Foster, 46, made the most of those opportunities. At 15, she appeared on "Star Search." A couple years later she quit high school to join the national tour of "The Will Rogers Follies," directed by Tommy Tune.

But Foster was Broadway bound. A role in the touring production of "Grease" led to her being asked to join the Broadway cast. She would go on to win two leading actress Tonys, the first for playing Millie Dillmount in "Thoroughly Modern Millie" in 2002 and the second for playing Reno Sweeney in "Anything Goes" in 2011.

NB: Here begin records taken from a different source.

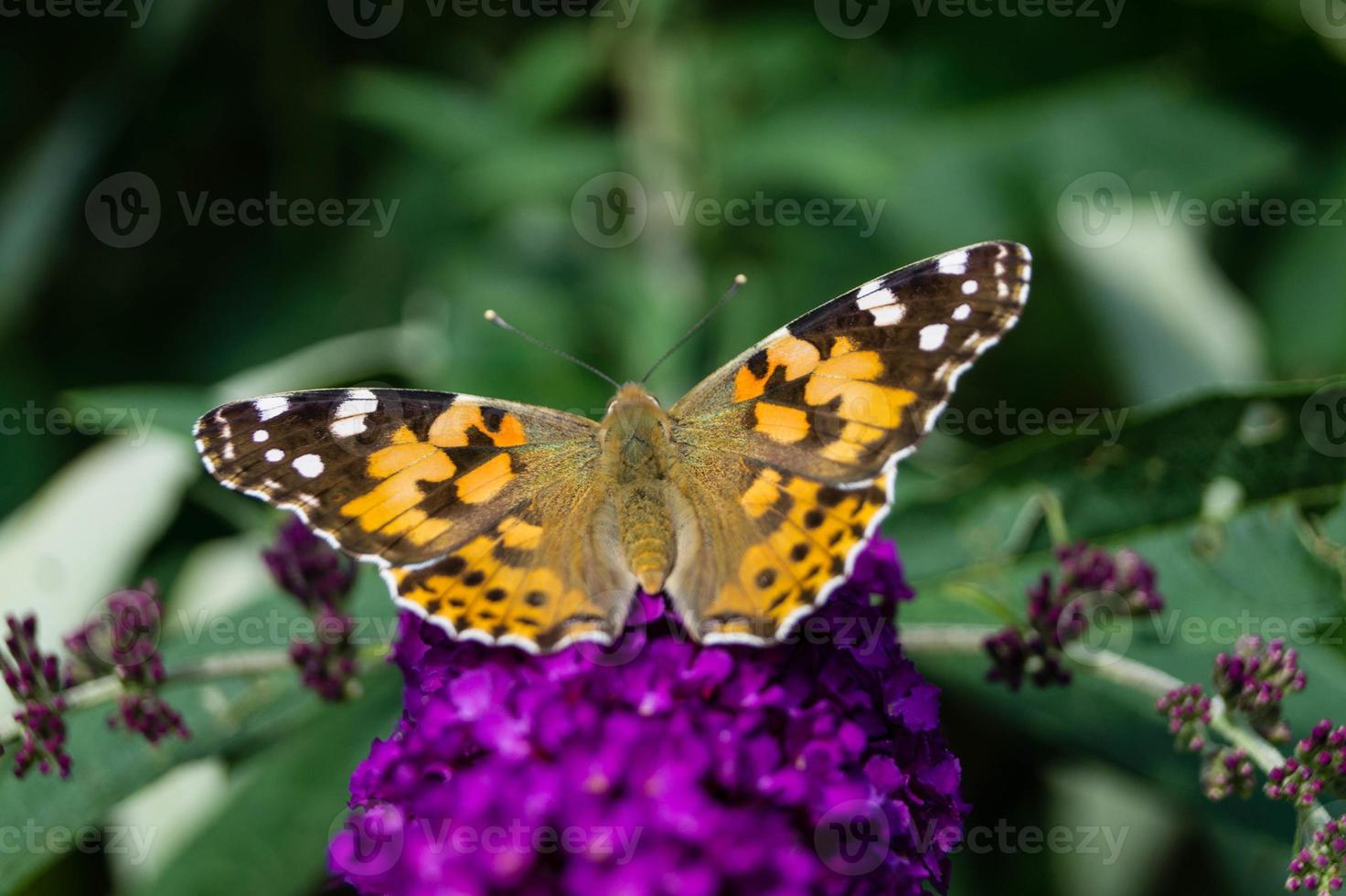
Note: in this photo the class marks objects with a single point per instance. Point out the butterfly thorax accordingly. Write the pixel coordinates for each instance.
(636, 458)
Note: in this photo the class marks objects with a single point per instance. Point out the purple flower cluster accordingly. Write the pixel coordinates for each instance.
(1319, 867)
(1255, 679)
(1189, 715)
(1318, 764)
(1060, 608)
(321, 577)
(1228, 771)
(124, 641)
(661, 766)
(34, 679)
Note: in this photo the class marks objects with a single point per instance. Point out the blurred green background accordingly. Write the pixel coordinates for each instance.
(1111, 140)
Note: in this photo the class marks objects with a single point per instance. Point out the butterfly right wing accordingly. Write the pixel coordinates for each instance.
(482, 514)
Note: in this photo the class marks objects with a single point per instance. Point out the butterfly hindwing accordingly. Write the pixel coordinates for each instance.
(805, 428)
(468, 505)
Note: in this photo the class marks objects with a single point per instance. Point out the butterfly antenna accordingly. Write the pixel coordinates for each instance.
(729, 293)
(499, 322)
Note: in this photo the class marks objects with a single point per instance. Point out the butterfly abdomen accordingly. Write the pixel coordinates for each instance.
(636, 456)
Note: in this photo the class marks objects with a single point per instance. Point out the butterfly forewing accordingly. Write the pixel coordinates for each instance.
(790, 448)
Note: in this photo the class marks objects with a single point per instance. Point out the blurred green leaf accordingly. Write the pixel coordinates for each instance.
(1226, 570)
(231, 718)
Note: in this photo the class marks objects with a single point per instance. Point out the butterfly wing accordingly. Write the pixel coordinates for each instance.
(478, 511)
(805, 430)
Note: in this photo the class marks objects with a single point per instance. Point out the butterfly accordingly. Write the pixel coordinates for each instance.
(746, 502)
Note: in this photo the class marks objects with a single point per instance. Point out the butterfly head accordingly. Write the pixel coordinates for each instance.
(635, 413)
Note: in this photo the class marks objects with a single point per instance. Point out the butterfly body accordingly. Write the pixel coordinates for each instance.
(639, 463)
(746, 502)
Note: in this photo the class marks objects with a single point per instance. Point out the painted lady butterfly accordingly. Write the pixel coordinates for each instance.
(746, 502)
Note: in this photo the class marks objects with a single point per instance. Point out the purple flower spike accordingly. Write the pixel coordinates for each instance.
(1320, 867)
(34, 679)
(1256, 678)
(123, 641)
(321, 577)
(1318, 764)
(1058, 613)
(813, 766)
(1189, 715)
(1226, 773)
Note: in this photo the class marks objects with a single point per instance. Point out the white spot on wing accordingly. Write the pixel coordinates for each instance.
(932, 336)
(953, 262)
(348, 419)
(867, 288)
(875, 300)
(348, 427)
(308, 465)
(271, 407)
(889, 315)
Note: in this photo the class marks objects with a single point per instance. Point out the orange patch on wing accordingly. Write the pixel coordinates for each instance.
(796, 356)
(400, 467)
(451, 428)
(517, 533)
(762, 493)
(861, 401)
(778, 422)
(843, 345)
(484, 482)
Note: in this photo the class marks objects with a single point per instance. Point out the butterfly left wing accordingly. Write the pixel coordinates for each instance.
(482, 514)
(789, 451)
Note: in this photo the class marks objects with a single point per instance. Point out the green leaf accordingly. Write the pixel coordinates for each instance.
(1215, 493)
(247, 718)
(271, 837)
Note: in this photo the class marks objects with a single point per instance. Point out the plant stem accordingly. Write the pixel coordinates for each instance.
(1115, 667)
(234, 665)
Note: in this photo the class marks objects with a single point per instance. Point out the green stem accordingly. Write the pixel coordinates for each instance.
(236, 665)
(1154, 682)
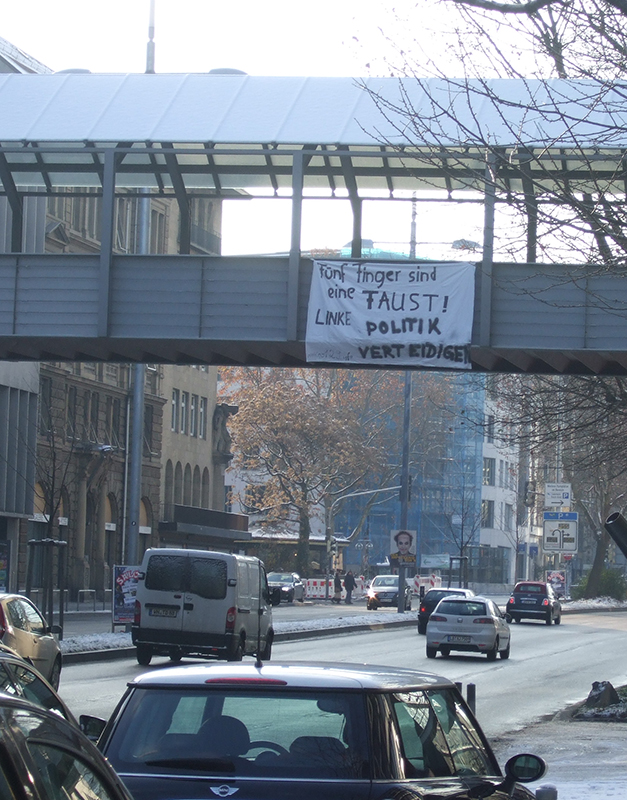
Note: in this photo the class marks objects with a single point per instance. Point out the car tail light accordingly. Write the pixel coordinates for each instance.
(230, 619)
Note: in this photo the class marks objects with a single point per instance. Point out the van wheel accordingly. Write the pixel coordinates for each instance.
(266, 653)
(237, 652)
(144, 655)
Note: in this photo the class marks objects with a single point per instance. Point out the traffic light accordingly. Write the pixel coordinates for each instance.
(530, 493)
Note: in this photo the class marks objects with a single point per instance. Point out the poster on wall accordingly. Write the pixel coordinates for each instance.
(367, 313)
(124, 591)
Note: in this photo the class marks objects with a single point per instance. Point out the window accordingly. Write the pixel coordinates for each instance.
(175, 409)
(487, 513)
(45, 406)
(148, 424)
(70, 413)
(193, 416)
(508, 517)
(489, 468)
(202, 418)
(184, 412)
(489, 428)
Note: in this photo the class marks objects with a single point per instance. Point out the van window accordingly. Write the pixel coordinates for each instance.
(166, 573)
(205, 577)
(208, 578)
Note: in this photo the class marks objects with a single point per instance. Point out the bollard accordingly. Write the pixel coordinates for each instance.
(471, 697)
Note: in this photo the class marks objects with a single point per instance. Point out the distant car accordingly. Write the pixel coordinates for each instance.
(383, 591)
(23, 629)
(470, 624)
(534, 600)
(19, 679)
(290, 585)
(281, 731)
(45, 757)
(430, 601)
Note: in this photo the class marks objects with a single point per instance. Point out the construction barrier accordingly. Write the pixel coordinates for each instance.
(315, 588)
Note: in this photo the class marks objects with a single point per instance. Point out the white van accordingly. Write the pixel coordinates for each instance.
(201, 603)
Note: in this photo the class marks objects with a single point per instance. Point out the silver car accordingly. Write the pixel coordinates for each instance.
(23, 629)
(469, 624)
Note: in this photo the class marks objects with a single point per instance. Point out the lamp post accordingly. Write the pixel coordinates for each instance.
(330, 524)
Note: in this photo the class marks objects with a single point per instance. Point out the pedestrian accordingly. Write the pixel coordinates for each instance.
(337, 588)
(349, 585)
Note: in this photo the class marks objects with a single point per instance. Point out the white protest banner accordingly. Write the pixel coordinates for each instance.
(393, 313)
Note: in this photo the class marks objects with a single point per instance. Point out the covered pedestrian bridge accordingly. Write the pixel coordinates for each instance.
(216, 136)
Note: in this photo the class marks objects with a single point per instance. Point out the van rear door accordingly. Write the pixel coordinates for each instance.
(164, 584)
(205, 602)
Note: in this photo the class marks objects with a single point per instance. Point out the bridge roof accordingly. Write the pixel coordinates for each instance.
(240, 132)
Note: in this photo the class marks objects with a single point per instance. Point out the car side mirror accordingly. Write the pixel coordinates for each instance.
(92, 727)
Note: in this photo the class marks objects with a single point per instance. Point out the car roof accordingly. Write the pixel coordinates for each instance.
(327, 676)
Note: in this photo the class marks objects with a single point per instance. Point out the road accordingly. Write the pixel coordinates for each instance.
(549, 668)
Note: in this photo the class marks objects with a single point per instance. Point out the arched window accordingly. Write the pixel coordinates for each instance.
(187, 486)
(196, 487)
(205, 489)
(178, 483)
(168, 494)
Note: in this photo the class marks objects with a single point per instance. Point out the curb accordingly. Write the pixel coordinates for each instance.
(286, 636)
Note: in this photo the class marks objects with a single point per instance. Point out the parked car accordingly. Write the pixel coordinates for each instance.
(383, 591)
(534, 600)
(45, 757)
(20, 679)
(430, 601)
(470, 624)
(289, 584)
(311, 731)
(23, 629)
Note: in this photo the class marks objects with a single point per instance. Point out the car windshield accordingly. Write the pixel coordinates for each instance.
(385, 580)
(291, 734)
(465, 608)
(438, 737)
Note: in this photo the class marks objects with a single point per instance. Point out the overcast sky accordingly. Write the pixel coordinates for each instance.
(326, 38)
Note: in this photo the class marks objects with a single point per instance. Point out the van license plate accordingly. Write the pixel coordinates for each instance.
(162, 612)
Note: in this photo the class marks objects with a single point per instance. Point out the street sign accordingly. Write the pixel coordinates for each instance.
(560, 532)
(558, 494)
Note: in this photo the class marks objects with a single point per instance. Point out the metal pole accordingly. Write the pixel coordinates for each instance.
(404, 484)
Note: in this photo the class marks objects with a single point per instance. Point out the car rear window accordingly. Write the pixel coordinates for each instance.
(530, 588)
(465, 608)
(205, 577)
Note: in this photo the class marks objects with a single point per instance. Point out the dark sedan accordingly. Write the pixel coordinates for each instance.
(534, 600)
(45, 757)
(289, 585)
(332, 731)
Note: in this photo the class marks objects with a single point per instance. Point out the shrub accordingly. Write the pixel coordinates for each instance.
(612, 584)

After a successful Broadway career, Foster decided to try her hand in Hollywood. She played the lead in the ABC Family dramedy "Bunheads," but the series was short-lived. The same, thankfully, cannot be said for "Younger." Foster stars as Liza Miller on the show, a 40-year-old divorcee with good genes who decides to reinvent herself as a much younger woman to land a job. She was promoting the series' seventh and final season when she took time out to speak to Pride Source. Inevitably, the topic turned to the impressively diverse cast in "Younger."

"There's been so much education for myself … things that I have learned," she admitted. "Honestly, working with Nico [Tortorella, who identifies as non-binary and plays Foster's love interest] has been unbelievable. Just the conversations we have not only on set but off set. It's been amazing to have non-binary characters on the show. It's been a wonderful thing. … I feel proud to have been on such an inclusive show in that way."